Dutch Reporter Arrested on Suspicion of Spying, Held for 24 Hours
|Publisher||Reporters Without Borders|
|Publication Date||10 April 2013|
|Cite as||Reporters Without Borders, Dutch Reporter Arrested on Suspicion of Spying, Held for 24 Hours, 10 April 2013, available at: http://www.refworld.org/docid/517943fa4.html [accessed 22 February 2017]|
|Disclaimer||This is not a UNHCR publication. UNHCR is not responsible for, nor does it necessarily endorse, its content. Any views expressed are solely those of the author or publisher and do not necessarily reflect those of UNHCR, the United Nations or its Member States.|
Reporters Without Borders condemns Dutch journalist Rena Netjes' arrest on suspicion of spying on 8 April. Cairo correspondent for BNR Nieuwsradio and Het Parool, she was released on 9 April after being held overnight and being taken before a court in the capital. In the end, the only charge brought against her was inability to justify her profession at the time of arrest because she left her press card at home.

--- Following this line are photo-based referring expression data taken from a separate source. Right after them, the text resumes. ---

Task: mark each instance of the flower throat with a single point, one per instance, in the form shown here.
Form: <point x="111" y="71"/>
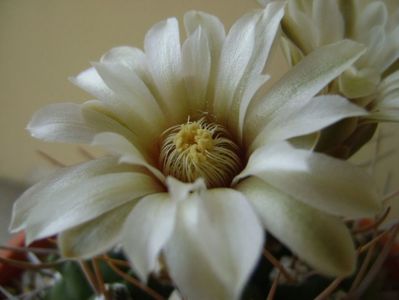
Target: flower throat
<point x="199" y="149"/>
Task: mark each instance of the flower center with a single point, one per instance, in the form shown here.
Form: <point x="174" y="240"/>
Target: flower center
<point x="200" y="149"/>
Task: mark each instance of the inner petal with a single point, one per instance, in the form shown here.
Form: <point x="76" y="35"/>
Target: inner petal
<point x="200" y="149"/>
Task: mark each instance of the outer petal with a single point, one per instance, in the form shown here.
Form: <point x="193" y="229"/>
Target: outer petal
<point x="326" y="183"/>
<point x="128" y="152"/>
<point x="98" y="115"/>
<point x="57" y="182"/>
<point x="215" y="33"/>
<point x="162" y="48"/>
<point x="133" y="58"/>
<point x="146" y="231"/>
<point x="330" y="25"/>
<point x="321" y="240"/>
<point x="73" y="205"/>
<point x="61" y="122"/>
<point x="215" y="245"/>
<point x="318" y="113"/>
<point x="134" y="93"/>
<point x="96" y="236"/>
<point x="196" y="70"/>
<point x="247" y="45"/>
<point x="299" y="85"/>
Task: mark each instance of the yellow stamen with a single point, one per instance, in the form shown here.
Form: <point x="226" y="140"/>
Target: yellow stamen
<point x="199" y="149"/>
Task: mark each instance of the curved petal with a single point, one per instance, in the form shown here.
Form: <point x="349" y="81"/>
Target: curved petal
<point x="317" y="114"/>
<point x="196" y="70"/>
<point x="301" y="84"/>
<point x="321" y="240"/>
<point x="326" y="183"/>
<point x="247" y="45"/>
<point x="215" y="246"/>
<point x="330" y="25"/>
<point x="127" y="151"/>
<point x="89" y="81"/>
<point x="98" y="116"/>
<point x="162" y="48"/>
<point x="96" y="236"/>
<point x="58" y="181"/>
<point x="143" y="108"/>
<point x="61" y="209"/>
<point x="146" y="231"/>
<point x="131" y="57"/>
<point x="215" y="33"/>
<point x="62" y="122"/>
<point x="116" y="104"/>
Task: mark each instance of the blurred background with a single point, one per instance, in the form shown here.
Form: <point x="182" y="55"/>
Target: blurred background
<point x="43" y="42"/>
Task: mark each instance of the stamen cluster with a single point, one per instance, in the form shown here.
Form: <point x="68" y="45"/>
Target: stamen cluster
<point x="200" y="149"/>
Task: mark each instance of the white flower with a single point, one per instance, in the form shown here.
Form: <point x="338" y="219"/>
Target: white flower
<point x="203" y="163"/>
<point x="310" y="24"/>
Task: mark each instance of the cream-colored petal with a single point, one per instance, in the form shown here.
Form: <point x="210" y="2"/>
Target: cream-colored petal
<point x="328" y="21"/>
<point x="110" y="101"/>
<point x="141" y="104"/>
<point x="326" y="183"/>
<point x="163" y="50"/>
<point x="291" y="52"/>
<point x="146" y="231"/>
<point x="323" y="241"/>
<point x="73" y="205"/>
<point x="58" y="181"/>
<point x="355" y="83"/>
<point x="96" y="236"/>
<point x="215" y="246"/>
<point x="300" y="84"/>
<point x="299" y="27"/>
<point x="61" y="122"/>
<point x="99" y="116"/>
<point x="317" y="114"/>
<point x="196" y="58"/>
<point x="131" y="57"/>
<point x="247" y="45"/>
<point x="128" y="152"/>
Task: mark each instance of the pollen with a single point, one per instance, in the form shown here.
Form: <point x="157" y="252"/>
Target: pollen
<point x="198" y="149"/>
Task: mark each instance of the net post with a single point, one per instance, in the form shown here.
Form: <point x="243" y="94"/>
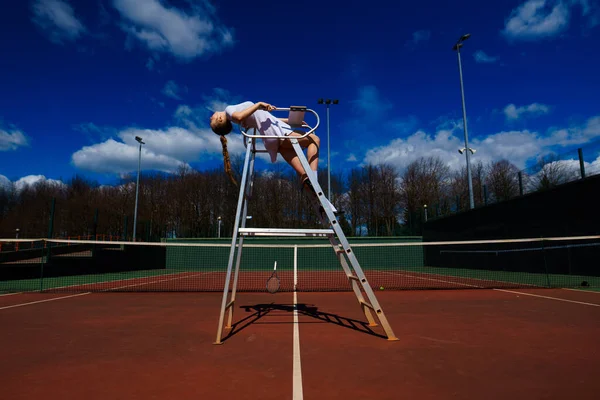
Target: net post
<point x="485" y="195"/>
<point x="581" y="164"/>
<point x="295" y="267"/>
<point x="520" y="183"/>
<point x="125" y="224"/>
<point x="545" y="263"/>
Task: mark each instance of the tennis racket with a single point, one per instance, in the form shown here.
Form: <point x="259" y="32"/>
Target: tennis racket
<point x="273" y="281"/>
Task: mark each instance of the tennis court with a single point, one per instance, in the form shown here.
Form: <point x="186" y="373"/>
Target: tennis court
<point x="145" y="329"/>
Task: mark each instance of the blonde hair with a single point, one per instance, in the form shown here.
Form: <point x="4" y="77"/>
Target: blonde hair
<point x="226" y="160"/>
<point x="222" y="130"/>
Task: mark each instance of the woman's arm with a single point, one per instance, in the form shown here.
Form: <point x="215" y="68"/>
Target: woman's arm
<point x="239" y="116"/>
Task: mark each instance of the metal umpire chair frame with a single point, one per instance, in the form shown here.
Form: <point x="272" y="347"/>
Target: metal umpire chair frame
<point x="335" y="234"/>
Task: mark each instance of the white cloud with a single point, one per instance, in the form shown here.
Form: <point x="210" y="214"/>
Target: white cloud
<point x="538" y="19"/>
<point x="5" y="183"/>
<point x="11" y="140"/>
<point x="165" y="149"/>
<point x="512" y="112"/>
<point x="173" y="90"/>
<point x="518" y="147"/>
<point x="117" y="157"/>
<point x="30" y="180"/>
<point x="163" y="28"/>
<point x="481" y="57"/>
<point x="57" y="18"/>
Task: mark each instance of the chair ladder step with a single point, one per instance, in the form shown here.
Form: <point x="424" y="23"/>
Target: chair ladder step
<point x="284" y="232"/>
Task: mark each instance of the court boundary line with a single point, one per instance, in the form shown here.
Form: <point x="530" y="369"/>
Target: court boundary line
<point x="43" y="301"/>
<point x="511" y="291"/>
<point x="297" y="392"/>
<point x="581" y="290"/>
<point x="548" y="297"/>
<point x="102" y="291"/>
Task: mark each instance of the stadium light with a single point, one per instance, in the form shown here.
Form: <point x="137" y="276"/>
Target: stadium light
<point x="456" y="48"/>
<point x="328" y="102"/>
<point x="137" y="186"/>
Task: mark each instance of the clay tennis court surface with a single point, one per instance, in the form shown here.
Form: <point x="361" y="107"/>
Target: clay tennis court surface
<point x="454" y="344"/>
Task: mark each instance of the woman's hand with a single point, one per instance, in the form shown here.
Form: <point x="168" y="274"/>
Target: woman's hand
<point x="265" y="106"/>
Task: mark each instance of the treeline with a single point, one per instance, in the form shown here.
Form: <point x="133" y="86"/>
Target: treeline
<point x="377" y="200"/>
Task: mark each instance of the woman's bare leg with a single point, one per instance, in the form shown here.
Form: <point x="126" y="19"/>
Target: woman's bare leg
<point x="311" y="143"/>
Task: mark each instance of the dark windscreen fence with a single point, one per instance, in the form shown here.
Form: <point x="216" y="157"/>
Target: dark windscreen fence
<point x="99" y="266"/>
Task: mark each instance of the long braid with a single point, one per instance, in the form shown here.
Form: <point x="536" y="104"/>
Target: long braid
<point x="226" y="160"/>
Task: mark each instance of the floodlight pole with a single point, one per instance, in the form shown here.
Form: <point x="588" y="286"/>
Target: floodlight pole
<point x="457" y="47"/>
<point x="137" y="186"/>
<point x="328" y="102"/>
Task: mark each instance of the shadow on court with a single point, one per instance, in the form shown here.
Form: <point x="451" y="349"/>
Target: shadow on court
<point x="260" y="311"/>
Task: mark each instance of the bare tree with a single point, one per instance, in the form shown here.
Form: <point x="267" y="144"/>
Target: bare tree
<point x="424" y="182"/>
<point x="502" y="180"/>
<point x="551" y="171"/>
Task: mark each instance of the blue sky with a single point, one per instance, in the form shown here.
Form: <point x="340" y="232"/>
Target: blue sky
<point x="80" y="79"/>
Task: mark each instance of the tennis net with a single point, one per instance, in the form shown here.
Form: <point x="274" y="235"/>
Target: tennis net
<point x="53" y="265"/>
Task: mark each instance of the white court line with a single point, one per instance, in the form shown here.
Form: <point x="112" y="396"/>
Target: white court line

Another Cairo-based foreign correspondent told Reporters Without Borders that Egypt is currently awash with "spying paranoia" fueled by government comments. Both local and foreign reporters are finding it harder and harder to work because the authorities are doing everything possible to silence critics and restrict freedom of information.
At the time of her arrest, Rena Netjes was interviewing young Egyptians in a café in the eastern Cairo district of Al-Rehab for a report on youth unemployment in Egypt. The café's owner and other people participated in her arrest and handed her over to the police. The owner accused her of spying and wanting to "impose western culture on Egyptians."
Reporters Without Borders is relieved by her release but condemns the attitude of the authorities towards journalists. "This policy of intimidation towards the media must stop," the organization said.
Netjes' "citizen arrest" was encouraged by prosecutor-general Talaat Ibrahim's recent comment urging ordinary Egyptians to cooperate with the police and declaring that they had the right to carry out "judicial arrests." Although the prosecutor-general's office later denied this, it seems that ordinary civilians cooperated in Netjes's arrest.